Spätantike Villa Mirje in Postira | Frühchristlicher Standort zwischen Olivenhainen oberhalb des Ortes

Die spätantike Villa Mirje befindet sich auf dem Hügel Mali brig oberhalb von Postira, etwa 2 Kilometer vom Zentrum des Ortes entfernt. Es handelt sich um einen der bedeutendsten frühchristlichen archäologischen Standorte auf Brač, gelegen zwischen Olivenhainen und Trockenmauern mit Blick auf Postira, Škrip und den Meereskanal nach Split.

An dieser Stelle befand sich in römischer Zeit eine Landvilla, die später im 5. und 6. Jahrhundert in einen frühchristlichen Klosterkomplex, also ein Cenobium, umgebaut wurde. Archäologische Forschungen haben Überreste von Mauern, Innenhöfen, thermalen Anlagen und zahlreiche Fragmente von steinernen Kirchenmöbeln mit frühchristlichen Symbolen, einschließlich des Monogramms Christi, zutage gefördert.

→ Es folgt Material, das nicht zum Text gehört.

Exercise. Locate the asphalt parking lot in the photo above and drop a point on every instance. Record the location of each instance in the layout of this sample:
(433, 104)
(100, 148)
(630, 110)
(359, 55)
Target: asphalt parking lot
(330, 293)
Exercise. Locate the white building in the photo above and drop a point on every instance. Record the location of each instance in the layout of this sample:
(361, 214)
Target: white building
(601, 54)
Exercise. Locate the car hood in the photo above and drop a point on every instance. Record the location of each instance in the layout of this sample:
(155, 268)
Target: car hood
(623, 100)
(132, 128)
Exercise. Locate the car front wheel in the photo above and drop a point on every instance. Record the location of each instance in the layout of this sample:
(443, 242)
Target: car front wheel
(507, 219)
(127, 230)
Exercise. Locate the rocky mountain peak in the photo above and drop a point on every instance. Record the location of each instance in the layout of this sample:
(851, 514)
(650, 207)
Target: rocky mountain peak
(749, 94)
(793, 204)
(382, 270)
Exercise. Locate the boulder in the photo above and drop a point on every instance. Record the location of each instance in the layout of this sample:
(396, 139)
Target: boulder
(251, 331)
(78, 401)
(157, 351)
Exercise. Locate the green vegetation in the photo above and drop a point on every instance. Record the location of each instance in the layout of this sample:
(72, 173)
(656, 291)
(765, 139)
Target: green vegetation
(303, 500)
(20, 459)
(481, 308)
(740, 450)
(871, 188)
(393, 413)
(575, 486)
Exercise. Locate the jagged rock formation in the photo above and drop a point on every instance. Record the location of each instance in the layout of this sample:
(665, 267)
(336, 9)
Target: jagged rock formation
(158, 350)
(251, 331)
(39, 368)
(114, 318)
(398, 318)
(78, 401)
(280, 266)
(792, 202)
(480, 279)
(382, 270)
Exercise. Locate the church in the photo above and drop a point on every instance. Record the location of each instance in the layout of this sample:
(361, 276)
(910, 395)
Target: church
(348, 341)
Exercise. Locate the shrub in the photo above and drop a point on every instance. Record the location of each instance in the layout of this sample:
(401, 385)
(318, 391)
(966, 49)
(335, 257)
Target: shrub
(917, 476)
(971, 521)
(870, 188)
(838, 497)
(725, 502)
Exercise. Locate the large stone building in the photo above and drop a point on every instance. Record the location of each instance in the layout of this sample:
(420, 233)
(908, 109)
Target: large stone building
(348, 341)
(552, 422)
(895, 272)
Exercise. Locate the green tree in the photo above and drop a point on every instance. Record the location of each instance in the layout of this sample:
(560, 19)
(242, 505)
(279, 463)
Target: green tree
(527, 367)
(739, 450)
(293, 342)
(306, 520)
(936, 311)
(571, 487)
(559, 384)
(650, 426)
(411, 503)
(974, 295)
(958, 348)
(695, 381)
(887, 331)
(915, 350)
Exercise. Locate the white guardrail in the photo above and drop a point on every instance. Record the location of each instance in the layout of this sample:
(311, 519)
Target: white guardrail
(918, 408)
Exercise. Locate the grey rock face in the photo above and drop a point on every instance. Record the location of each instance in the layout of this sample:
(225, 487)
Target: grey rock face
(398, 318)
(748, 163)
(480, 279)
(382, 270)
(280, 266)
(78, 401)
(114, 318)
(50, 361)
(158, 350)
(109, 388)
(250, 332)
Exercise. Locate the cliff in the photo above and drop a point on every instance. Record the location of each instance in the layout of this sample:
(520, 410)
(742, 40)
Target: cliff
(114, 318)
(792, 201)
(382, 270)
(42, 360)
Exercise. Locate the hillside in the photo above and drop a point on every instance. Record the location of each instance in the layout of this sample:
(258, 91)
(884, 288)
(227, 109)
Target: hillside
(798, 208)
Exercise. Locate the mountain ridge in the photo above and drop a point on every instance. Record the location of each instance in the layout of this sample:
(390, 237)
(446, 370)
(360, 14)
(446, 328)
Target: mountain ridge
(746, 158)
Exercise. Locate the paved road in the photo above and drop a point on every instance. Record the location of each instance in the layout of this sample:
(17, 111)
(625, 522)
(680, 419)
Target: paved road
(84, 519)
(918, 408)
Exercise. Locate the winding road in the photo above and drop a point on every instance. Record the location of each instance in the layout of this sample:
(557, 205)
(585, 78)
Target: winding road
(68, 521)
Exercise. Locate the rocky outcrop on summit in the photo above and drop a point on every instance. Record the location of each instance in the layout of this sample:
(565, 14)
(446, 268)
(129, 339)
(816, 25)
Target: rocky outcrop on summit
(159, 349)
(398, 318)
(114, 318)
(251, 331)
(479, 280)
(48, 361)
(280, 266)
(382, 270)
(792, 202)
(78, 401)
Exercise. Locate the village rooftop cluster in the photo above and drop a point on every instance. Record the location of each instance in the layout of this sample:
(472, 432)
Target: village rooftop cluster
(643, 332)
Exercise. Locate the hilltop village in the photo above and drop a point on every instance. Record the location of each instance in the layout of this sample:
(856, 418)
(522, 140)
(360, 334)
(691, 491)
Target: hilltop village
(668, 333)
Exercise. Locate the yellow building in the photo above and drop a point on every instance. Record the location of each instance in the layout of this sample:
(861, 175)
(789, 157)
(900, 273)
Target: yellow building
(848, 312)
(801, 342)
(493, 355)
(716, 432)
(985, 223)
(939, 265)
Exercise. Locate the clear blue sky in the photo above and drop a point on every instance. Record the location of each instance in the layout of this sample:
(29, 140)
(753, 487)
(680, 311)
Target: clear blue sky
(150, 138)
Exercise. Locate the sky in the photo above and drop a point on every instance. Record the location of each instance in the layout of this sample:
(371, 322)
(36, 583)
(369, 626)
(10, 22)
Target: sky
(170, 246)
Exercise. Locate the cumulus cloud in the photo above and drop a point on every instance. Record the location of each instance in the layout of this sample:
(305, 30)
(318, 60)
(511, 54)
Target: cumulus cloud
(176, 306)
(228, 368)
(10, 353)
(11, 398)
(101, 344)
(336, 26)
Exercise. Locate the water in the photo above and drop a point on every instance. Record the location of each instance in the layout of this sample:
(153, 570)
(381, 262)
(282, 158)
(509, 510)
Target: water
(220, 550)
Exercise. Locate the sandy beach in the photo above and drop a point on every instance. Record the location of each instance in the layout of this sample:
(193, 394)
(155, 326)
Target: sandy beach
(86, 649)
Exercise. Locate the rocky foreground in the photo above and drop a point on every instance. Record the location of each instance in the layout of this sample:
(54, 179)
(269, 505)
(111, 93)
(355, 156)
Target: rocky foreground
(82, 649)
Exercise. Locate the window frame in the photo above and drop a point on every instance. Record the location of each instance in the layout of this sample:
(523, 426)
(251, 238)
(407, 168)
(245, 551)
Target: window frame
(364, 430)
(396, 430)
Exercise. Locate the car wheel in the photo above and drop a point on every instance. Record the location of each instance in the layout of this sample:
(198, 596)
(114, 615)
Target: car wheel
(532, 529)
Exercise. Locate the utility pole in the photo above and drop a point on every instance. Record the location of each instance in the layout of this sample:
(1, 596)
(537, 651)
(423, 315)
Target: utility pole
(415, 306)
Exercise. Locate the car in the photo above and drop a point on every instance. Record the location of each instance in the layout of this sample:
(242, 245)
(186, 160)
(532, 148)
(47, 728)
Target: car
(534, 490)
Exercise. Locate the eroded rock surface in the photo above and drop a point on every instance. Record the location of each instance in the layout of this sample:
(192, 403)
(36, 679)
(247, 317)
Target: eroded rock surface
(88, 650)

Mirje liegt zwischen einst wichtigen römischen Punkten — dem Diokletianpalast in Split und den kaiserlichen Steinbrüchen bei Škrip, aus denen der Brač-Stein für den Bau des Palastes gewonnen wurde. Aufgrund dieser Lage wird angenommen, dass der Standort bereits in der Antike eine wichtige wirtschaftliche und strategische Rolle spielte.

Heute ist Mirje relativ einfach zu erreichen. Vom Zentrum Postiras führt eine betonierte Straße durch die Olivenhaine fast bis zum Standort selbst, sodass kein anspruchsvoller Aufstieg oder längeres Wandern erforderlich ist. Das Auto kann am Wegesrand einige Minuten zu Fuß von den Überresten der Villa abgestellt werden, und der Standort kann auch zu Fuß aus dem Ort in etwa einer halben Stunde gemütlichen Gehens erreicht werden.

Der Weg nach Mirje führt durch die typische Landschaft des Inneren von Brač — Olivenhaine, Steinmauern und alte Feldwege. Gerade dieser Teil des Weges trägt erheblich zum Eindruck bei, da der Standort nicht von touristischen Einrichtungen oder größeren Objekten umgeben ist, sondern vollständig in das natürliche Terrain integriert bleibt.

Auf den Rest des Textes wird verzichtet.